Разомлев от сытной еды, он присел на лавочку. Чего ему для счастья надобно? Был бы уголок, где можно было бы отдохнуть от будничной суматохи, пара – тройка книжонок, с интригующим содержанием и …. Все. От бабского общества он раз и навсегда отказался, после недавнего разговора с Мазуровой. Эта бессердечная кукла и театр-то полюбила только за то, что там можно не затрудняться, подцепив богатого жениха, ведь вся ее любовь к Мельпомене объясняется ненасытной страстью к деньгам, где театральные подмостки лишь ступень к богатству. «Я выйду за любого обеспеченного человека, будь он хоть трижды дурак или безрукий. Безногий, с деньгами для меня он – писанный красавец. Деньги в нашей жизни решают все». Припоминая день их знакомства, Женя отметил ее неумную страсть к материальным средствам, потому, ради любимой, легко отважился на кражу. А когда понял, что может воровать даже у самых близких людей, намеренно пошел на преступление, именно так классифицирует Уголовный кодекс похищение им ювелирных украшений  и денег из квартиры приятеля, предоставившего ему ключи, с целью передачи письма. Воровал он не единожды, и с каждым последующим случаем в нем просыпался азарт добытчика. Риск быть обнаруженным лишь подстегивал его на «подвиги», и, если бы не признание Мазуровой, как знать, не исключено, что он продолжал бы посягать на чужую собственность. Из-за первой любви, которая стала для него губительной, он бросил III курс Юридической Академии. По окончанию ее, его ждало блестящее будущее, подкрепленное стабильной работой и защитой от всяких потрясений. А теперь? Теперь он – никто, ни юрист, ни – артист, и некому-то он не нужен. Он жил одними общениями и недосягаемыми ориентирами, но скоро напомнит о себе военкомат, стало быть, без жертв не обойтись. На этот раз придется пожертвовать принципами, и расстаться со своей независимостью. Сколько раз он прокручивал в воображении предстоящий с отцом разговор. «Ты не в гостиницу вернулся, а, значит, за тобой будут закреплены определенные обязанности», пожалуй, не худший вариант его возвращения в семью, выраженный в форме жесткой альтернативы. Отец, конечно же, обяжет его все вечера посвящать работе в конторе, и вовсе не с целью получения профессионального опыта, главное – приносить в семью деньги. Вскоре ему суждено будет превратиться в безропотный винтик запущенного в действие механизма. Он станет послушным исполнителем чужой воли, и не все ли равно, какова ее конечная цель, если приз на финише достанется не ему?

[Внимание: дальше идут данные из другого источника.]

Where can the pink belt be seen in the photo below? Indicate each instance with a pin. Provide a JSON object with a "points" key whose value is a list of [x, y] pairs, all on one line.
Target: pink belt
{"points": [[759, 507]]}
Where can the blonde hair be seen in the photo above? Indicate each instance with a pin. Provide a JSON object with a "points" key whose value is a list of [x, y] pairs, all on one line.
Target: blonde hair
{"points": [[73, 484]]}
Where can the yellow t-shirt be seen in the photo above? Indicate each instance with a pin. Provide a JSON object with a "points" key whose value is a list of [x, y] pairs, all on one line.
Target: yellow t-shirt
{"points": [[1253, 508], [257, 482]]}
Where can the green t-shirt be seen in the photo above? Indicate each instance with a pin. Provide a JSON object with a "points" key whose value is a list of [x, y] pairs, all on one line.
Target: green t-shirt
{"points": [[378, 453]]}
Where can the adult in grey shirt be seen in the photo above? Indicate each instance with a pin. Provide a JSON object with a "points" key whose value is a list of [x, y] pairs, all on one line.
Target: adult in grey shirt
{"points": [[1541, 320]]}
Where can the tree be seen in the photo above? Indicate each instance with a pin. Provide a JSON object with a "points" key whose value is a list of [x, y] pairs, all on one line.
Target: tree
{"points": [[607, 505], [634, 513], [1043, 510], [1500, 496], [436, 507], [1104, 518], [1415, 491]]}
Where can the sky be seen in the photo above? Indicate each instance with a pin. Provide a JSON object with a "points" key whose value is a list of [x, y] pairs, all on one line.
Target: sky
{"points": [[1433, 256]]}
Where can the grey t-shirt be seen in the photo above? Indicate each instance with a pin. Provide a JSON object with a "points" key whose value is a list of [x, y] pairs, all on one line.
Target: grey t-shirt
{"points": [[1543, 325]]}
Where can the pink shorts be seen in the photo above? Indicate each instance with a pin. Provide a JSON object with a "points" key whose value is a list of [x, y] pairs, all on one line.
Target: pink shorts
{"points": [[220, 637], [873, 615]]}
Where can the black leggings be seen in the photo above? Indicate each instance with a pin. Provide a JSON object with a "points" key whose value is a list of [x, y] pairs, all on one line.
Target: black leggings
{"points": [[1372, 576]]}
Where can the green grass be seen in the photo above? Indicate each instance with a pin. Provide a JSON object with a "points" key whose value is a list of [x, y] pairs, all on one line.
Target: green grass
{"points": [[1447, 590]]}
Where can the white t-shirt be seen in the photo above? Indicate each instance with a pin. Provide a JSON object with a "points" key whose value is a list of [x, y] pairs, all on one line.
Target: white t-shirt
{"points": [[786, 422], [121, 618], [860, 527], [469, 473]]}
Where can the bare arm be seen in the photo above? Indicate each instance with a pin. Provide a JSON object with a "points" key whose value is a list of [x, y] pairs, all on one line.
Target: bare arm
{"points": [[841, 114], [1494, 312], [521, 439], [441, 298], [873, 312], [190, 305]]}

Погода не располагала к длительным прогулкам. Переменчивый ветер вырывал из рук легкие предметы, Женя едва не лишился записной книжки. Листая ее страницы, он не преследовал определенную цель, разыскать кого-нибудь, скорее, надеялся на случай, может, повезет.  Ему нередко сопутствует удача. На истрепанных страницах в беспорядке записаны цифры без указания каких-либо имен. Несчастье случится, когда он забудет, кому принадлежат перечисленные номера. Корявые цифры потеряли свои очертания, после того, как с неба пронеслись первые капли. Сейчас он обойдется без них, а вот без капюшона обойтись ему непросто. Нужную часть утепленной куртки отстегнули в подъезде, когда непродолжительный сон сморил его. Без денег ему пришлось скитаться по подъездам, негодяи не преминули этим воспользоваться. Повезло, что с него еще не стянули сапоги. Жаль, что он не мог отплатить им тем же.
Ежась от холода, он все глубже засовывал руки в карманы. Из тех денег, что ему дала Настя, осталось совсем немного. Обидно? Скорее, нет. Ему так долго приходилось довольствоваться малым, что он не сильно расстроился. Деньги для него лишь средство, а не цель. Да и цели на данном этапе существования у него нет, потому, не все ли равно, какова его судьба?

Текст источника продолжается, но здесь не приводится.